Twardokęsek zaczął rachować na palcach, ale wnet mu ich zbrakło.
– Z tuzin albo i więcej – przyznał wreszcie niechętnie, zadziwiony, jak szybko czas umyka.
– Takem sobie myślał. – Pokiwał głową. – I dzionek cały po mieście krążycie, ludziska wypytując?
Twardokęsek przytaknął.
– Prawdziwie macie szczęście, że nikt wam karku nie skręcił. – Strażnik zacmokał wargami. – No, ale ja was pocieszę. Idźcie w tamtą stronę – pokazał w kierunku rzeki – póki nie napotkacie wielkiego domu z żółtego piaskowca. Łacno go rozpoznacie, bo zasobniejszy od innych i lwie łby ma na nadprożu, a na bramie herb, takoż z lwem kroczącym. I tam się zapytajcie o waszego znajomka. – Uśmiechnął się dziwnie i nim zbójca zdążył jeszcze o coś zapytać, zniknął za kratą więzienia.
Zbójca poskrobał się w łeb.
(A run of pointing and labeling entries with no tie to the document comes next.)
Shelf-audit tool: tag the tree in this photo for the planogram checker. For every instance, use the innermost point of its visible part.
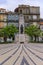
(9, 31)
(33, 30)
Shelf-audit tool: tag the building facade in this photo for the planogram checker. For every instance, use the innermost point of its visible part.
(31, 13)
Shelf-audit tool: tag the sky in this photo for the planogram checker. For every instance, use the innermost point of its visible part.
(12, 4)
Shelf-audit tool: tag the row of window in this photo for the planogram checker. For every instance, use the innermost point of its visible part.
(34, 17)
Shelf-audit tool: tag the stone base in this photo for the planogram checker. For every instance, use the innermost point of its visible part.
(21, 38)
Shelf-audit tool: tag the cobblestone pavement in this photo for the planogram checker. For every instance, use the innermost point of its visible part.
(21, 54)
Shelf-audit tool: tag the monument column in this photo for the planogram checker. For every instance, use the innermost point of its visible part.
(21, 29)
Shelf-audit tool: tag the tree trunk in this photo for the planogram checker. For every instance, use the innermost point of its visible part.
(35, 39)
(5, 39)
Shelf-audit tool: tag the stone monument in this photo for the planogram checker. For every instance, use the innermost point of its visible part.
(21, 29)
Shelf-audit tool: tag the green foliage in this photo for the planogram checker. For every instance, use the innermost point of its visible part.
(32, 30)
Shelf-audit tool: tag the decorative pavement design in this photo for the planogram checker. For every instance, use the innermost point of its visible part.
(21, 54)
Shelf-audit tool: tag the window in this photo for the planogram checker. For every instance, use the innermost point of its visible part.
(30, 17)
(34, 17)
(20, 11)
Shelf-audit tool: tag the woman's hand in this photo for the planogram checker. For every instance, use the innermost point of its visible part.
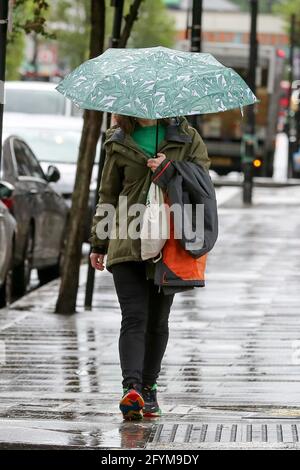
(153, 163)
(97, 261)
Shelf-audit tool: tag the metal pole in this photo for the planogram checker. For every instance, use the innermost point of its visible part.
(3, 41)
(114, 42)
(196, 45)
(291, 79)
(249, 137)
(196, 36)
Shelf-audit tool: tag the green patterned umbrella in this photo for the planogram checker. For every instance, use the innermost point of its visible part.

Usłużność zawsze wzbudzała jego podejrzliwość, nie wierzył bowiem, by ludzie z natury byli skłonni pomagać bliźnim. Nadto z dawien dawna zwykł był nie ufać strażnikom prawa. Ale nie miał co stracić, poczłapał zatem na poszukiwanie lwów z żółtego piaskowca.
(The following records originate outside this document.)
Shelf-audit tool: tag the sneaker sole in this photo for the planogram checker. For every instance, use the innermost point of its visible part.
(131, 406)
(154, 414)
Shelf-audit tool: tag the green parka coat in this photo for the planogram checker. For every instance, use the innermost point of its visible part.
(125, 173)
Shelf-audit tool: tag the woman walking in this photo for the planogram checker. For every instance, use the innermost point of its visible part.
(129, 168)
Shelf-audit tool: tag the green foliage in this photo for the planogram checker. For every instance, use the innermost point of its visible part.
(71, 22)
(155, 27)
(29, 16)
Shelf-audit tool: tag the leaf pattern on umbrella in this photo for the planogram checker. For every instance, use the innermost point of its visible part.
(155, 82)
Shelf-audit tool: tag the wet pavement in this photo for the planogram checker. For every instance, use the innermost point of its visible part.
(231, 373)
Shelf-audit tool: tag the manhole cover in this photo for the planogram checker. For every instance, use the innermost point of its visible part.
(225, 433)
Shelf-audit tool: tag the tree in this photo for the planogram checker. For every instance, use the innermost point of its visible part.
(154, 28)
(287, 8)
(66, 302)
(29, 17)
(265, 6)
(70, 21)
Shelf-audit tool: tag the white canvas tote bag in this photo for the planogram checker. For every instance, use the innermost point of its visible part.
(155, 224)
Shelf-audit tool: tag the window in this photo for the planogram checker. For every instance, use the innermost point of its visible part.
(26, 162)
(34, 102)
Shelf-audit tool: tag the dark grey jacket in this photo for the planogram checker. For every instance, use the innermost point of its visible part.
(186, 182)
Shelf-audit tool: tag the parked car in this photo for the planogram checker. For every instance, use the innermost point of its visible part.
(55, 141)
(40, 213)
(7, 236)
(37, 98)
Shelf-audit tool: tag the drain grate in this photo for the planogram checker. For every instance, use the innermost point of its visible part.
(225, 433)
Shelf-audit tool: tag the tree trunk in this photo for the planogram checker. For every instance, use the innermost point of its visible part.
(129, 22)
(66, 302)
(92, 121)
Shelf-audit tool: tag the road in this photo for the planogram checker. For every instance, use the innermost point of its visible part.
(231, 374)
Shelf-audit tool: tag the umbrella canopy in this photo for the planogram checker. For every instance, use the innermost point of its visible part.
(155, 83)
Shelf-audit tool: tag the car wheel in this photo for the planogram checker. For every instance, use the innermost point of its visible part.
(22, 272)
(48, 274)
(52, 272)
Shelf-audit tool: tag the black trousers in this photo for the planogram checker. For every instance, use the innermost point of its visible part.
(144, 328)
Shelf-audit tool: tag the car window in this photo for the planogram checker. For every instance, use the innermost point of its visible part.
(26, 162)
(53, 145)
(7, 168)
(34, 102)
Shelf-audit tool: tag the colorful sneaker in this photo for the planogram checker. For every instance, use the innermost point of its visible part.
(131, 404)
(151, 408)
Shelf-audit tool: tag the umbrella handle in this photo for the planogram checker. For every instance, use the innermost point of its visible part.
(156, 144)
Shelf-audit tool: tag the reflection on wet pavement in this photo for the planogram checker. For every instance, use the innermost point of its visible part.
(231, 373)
Ani się spostrzegł, jak spomiędzy drewnianych bud i magazynów wyszedł na najbogatszą ulicę w mieście, która rozciągała się od przystani aż po wielki plac z ratuszem i dworem rajców. Bruk był tutaj równy i gładko ociosany, zapewne dla wygody kupców, którzy przechadzali się dostojnie, przystając co kilka kroków przy kramach i kantorkach, by pogawędzić ze znajomkami. Tłoczno było jak na jarmarku. Zasobni rzemieślnicy w cechowych kapeluszach rozprawiali przyciszonymi głosami w podcieniach kamienic. Grupki robotników portowych powracały z portu w spłowiałych sinych koszulach. Mali chłopcy w barwach kupieckich domów, zapewne posłańcy, biegiem przebijali się przez ludzką ciżbę. Ale Twardokęsek wnet wyczuł, że w powietrzu wisi coś całkiem niedobrego. Ludzie patrzyli na siebie spode łba. Nikt nie śmiał się hałaśliwie. Większa część kramów była zaparta na głucho, za to na rogach kamienic i w podcieniach stali zbrojni.
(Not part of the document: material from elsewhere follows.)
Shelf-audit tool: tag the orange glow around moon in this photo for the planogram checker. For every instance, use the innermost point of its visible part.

Zbójca czuł, jak drobne włoski na karku powoli podnoszą mu się z niepokoju. I dopiero kiedy minął ze dwa tuziny kupieckich kamienic, zrozumiał, co mu przypominają Książęce Wiergi.
Spichrzę o poranku dnia, który teraz we wszystkich Krainach Wewnętrznego Morza nazywano krwawym spichrzańskim karnawałem.
Aż się wzdrygnął.
I wtedy właśnie zobaczył dom z żółtego piaskowca i herb z lwem kroczącym, odlany kunsztownie pośrodku panoramy miasta na wielkich drzwiach. Kamienica istotnie była ogromna, kryta cenną błękitną dachówką. Framugi, attyki i szczyt miała misternie rzeźbione w kwietne motywy, w oknach zaś drobne szybki w ołowianych obejmach.